I asked my daughter once what the minimum wage is because I pay more than that here and she said, “Mama, I think it’s $7.25.” And then she added it up and was like, “Oh my God. How do people live off that? They aren’t even making $2,000 a month?” And I said to myself, “We're not even entertaining assistance for childcare for these people,” especially downtown for tourism workers. There should be some type of assistance for childcare. Y'all getting a hotel tax. Some of that money should be implemented back into the workers.

Workers are coming down to River Street everyday with no childcare, there's no exception for that. They’re literally making the bare minimum and they come into work and have to worry about their children. Childcare is very expensive, and it changes all the time. I think that's something that the city should implement, and I believe if we sit down and we look at the budget, we could find it somewhere.

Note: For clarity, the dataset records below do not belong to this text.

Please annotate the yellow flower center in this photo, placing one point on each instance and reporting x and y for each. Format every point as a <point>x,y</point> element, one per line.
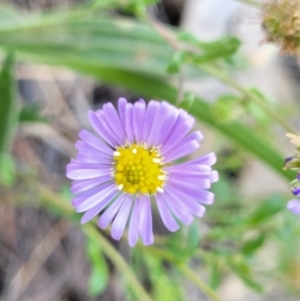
<point>138,169</point>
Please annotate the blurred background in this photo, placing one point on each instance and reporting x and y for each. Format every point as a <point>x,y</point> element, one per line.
<point>61,58</point>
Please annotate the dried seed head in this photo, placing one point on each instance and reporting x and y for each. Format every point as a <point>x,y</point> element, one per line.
<point>281,21</point>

When you think about the amount of money that comes into this city, there should be a way to help the residents. It shouldn't always just be about money. We can’t keep not giving back because the people in this city, that’s what’s driving the people here. Look out for me and we'll continue to look out for the city. You know?

Please talk a little bit more about your platform and why you feel like the voters should go with you.

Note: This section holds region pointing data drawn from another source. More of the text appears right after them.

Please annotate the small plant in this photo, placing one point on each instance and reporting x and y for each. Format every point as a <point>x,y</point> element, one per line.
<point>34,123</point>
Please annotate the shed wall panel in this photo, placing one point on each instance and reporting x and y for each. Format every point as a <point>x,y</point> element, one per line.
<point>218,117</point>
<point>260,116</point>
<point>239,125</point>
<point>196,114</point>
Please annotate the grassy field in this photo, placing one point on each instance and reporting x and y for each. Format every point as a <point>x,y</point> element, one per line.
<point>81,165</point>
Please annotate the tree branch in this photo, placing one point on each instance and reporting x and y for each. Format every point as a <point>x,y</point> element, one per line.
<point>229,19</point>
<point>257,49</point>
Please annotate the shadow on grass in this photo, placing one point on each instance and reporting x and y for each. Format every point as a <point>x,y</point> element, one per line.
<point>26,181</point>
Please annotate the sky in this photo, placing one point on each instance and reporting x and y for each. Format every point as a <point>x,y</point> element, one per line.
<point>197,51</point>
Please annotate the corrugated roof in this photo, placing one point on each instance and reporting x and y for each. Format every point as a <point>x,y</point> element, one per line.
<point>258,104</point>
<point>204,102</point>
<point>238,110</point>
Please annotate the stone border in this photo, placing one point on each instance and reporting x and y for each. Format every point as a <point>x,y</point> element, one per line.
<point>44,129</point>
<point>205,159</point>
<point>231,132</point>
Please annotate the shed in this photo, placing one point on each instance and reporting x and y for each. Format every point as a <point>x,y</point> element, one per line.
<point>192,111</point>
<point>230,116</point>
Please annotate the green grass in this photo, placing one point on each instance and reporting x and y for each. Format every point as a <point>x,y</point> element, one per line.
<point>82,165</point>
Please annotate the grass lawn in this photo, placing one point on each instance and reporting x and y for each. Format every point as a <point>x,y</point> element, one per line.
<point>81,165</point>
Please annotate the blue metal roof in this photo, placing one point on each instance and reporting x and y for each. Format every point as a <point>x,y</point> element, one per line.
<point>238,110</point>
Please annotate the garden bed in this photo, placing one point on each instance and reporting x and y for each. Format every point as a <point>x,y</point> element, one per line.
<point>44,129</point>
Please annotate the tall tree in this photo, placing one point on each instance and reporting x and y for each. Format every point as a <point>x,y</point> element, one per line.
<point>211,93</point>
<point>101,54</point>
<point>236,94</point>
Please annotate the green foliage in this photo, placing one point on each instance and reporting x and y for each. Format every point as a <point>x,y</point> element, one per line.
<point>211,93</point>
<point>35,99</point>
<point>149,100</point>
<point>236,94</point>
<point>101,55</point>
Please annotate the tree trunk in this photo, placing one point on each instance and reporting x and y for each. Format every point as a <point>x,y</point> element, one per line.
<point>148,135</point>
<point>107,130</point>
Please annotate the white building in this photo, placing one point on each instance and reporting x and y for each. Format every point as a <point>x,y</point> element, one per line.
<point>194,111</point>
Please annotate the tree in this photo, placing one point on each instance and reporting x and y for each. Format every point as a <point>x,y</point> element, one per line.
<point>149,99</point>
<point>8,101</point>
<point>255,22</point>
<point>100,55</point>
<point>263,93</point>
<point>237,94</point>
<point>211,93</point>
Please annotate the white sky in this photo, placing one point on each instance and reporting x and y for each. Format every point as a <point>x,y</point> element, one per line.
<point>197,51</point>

Well, I think that I'm a good choice because I'm a people person. I'm passionate, I'm caring, and concerned. I know what struggle is. I know how to overcome, and I know how to sustain. I have so many people come through that door and ask for help. It's like I'm already helping the community. A woman came in recently, she needed help. She was on drugs, of course and I gave her the number to go to the Women's Center to get some help. It’s always the homeless people. They come, we feed them, we don't turn anyone away. One guy comes every day that we’re open. So, what I’m saying is, I’ll take this outside of here and into the city.

The city needs people that are passionate and care, not just momentarily, but for the four years they serve. I will never change. I will always be the same. I’ve been this way all my life. I'm here to hear you, not me, you. We can do this, not I. We can go a long way and bring equity. We can bring balance; we can enjoy it.

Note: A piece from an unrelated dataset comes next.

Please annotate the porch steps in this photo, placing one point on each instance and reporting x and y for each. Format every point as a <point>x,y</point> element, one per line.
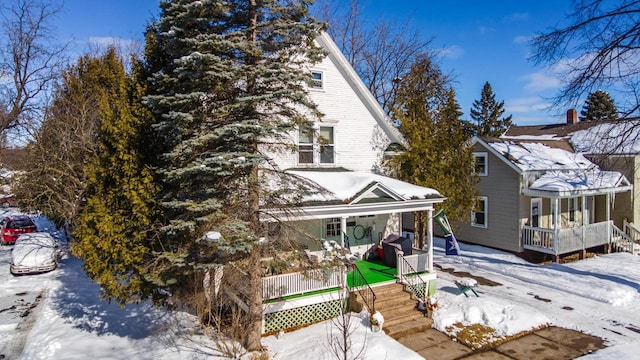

You know, my grandmother always said– some reason it's coming to me– she told me, “If people understand that poverty is the cause of killing because the lack thereof makes you want to hurt someone. The Bible says that it’s the lack of money that’s the root of all evil. Because, if you love money, you can do some crazy things, but you’ve got it. But the lack of money is far more dangerous. If you love it, you got it, you understand? But the lack of it, you don't have it so you're willing to do anything for it.” If the city can bring balance to these property areas, it would be good. We’d be a better city.

We need to find out how we can help with the homelessness downtown. We tourists coming into the city complaining about the homeless people. OK, well, City of Savannah, what we going to do about it?

One guy, he came in and said, “They told me I don't fit the criteria.” I don't understand it. Help me understand what criteria you need to fit. You’re homeless and need help. “I don't fit the criteria.” There’s just something so wrong with that.

Do you have any advice for constituents who need help with problems, or need advice on something?

Thy can reach me here at 2 Chefs– Friday through Monday, 12:30 to 7:30 and 12 p.m. to 6 p.m. on Sundays– or they can e-mail me if they have access to that. My door is always open for someone in need of help, in need of food. I do my best to help them find a solution to the problem. If I don't have the answer, I get the current Alderperson involved and they'll take it from there.

Anything else that you'd like to share?

I’m excited. Just trying to find a way around the balances, but I know that will come. I do believe that ways will be made for that.. I'm just excited to be, willing, and capable. I’m not a stranger to the community, I’m seeing it, I've been in it, so I can speak on it. So much has changed, but it hasn't changed for the good. It's gotten worse. And if we don’t get it together, all this right here will be commercial. Not residential.